Alla fine di marzo ci rimasi una settimana, e la stanza - al sesto piano del policlinico - era alta, piena di luce, con due grandi finestre da cui si vedeva un digradare lento di tetti e una chiesa. Nel letto di fronte al mio c’era la signora Annamaria, con un bel viso aperto, pronta al sorriso anche se sofferente. Cominciammo a parlare di piccole cose, poi di cose più grandi, con serena confidenza, riprendendo ogni tanto il discorso.
Come avviene negli ospedali, in certe ore del giorno è tutto un avvicendarsi di infermiere, giovani dottori, assistenti a vario titolo; e un paio di volte arriva il Capo, il professore responsabile dell’intero reparto, con tutti al suo seguito, dottori e dottoresse, infermieri e infermiere. È lui - come è giusto che sia - a dispensare la parola definitiva: ti concede un tè dopo tre giorni di assoluto digiuno, ti avverte paternamente che dovrai stare con loro ancora per un po’ di tempo, o ti manda a casa. Quello è senz’altro il momento più importante dell’intera giornata. Ma ci sono ore in cui non entra nessuno. Le medicine sono state prese, le persone giacciono tranquille, leggono, riposano, trafficano col telefonino. E parlano. Riemergono ricordi lontani, si ripensa a persone dimenticate, a eventi del passato che improvvisamente tornano a sembrare importanti. Le occupazioni e gli impegni del quotidiano stanno come dietro un vetro: sono ancora lì, ma non hanno più a che fare con la tua vita attuale, che scorre nella grande stanza del reparto al sesto piano, condivisa con le amiche che il caso ti ha messo vicino. E tutte raccontano. Annamaria parla di zia Giannetta, che nacque down, ultima di una famiglia numerosa di otto fratelli.
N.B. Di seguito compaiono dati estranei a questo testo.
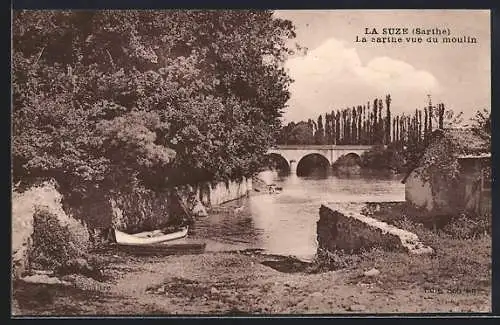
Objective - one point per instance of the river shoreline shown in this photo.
(244, 281)
(234, 284)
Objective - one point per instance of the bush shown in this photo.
(52, 245)
(468, 226)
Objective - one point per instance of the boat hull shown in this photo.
(125, 239)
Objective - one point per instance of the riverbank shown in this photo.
(229, 281)
(232, 283)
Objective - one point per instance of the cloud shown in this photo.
(332, 76)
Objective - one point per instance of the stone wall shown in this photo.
(23, 209)
(346, 229)
(212, 195)
(337, 231)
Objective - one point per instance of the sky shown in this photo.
(338, 72)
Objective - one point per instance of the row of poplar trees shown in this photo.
(371, 124)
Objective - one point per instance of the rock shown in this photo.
(342, 227)
(77, 266)
(199, 210)
(371, 273)
(316, 294)
(357, 308)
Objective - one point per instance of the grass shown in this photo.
(461, 263)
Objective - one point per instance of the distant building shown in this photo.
(452, 151)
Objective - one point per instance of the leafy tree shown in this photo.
(302, 133)
(319, 135)
(104, 98)
(481, 124)
(388, 118)
(447, 118)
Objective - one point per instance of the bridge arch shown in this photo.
(275, 160)
(311, 161)
(348, 158)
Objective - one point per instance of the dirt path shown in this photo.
(222, 283)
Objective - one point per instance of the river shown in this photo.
(285, 223)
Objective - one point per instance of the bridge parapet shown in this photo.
(293, 154)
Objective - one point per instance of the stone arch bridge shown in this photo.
(293, 154)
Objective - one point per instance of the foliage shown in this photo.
(104, 99)
(468, 226)
(52, 244)
(447, 118)
(301, 133)
(460, 263)
(482, 124)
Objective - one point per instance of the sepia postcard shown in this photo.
(250, 162)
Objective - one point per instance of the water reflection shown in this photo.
(285, 223)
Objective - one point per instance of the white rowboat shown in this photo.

Venne collocata in un istituto, dove i familiari spesso andavano a trovarla; ma vedendo che la bambina era sempre più triste e deperiva, il padre decise di riportarla a casa, nel caldo nido degli affetti. Un compito difficile, che fu affrontato con cuore e intelligenza, sicché la piccola divenne la mascotte di tutti e crebbe sicura e circondata di rispetto e dolcezza. Alla morte del padre, se la prese in casa uno dei fratelli, il sesto («zio Giorgio, che la amava molto», precisò Annamaria) e con lui trascorse una vita tranquilla e anche insolitamente lunga.
Io ascoltavo questa “storia di vita vissuta” come una favola vera, come uno di quei racconti esemplari pieni di miracoli meravigliosi che si leggono nelle vite dei santi medievali; e mi pareva di ricevere un balsamo di gioiosa speranza, un misterioso sottile conforto. E così mi addormentai, mentre dai finestroni penetrava la luce tenue del crepuscolo, e ai nostri letti si avvicinava la notte.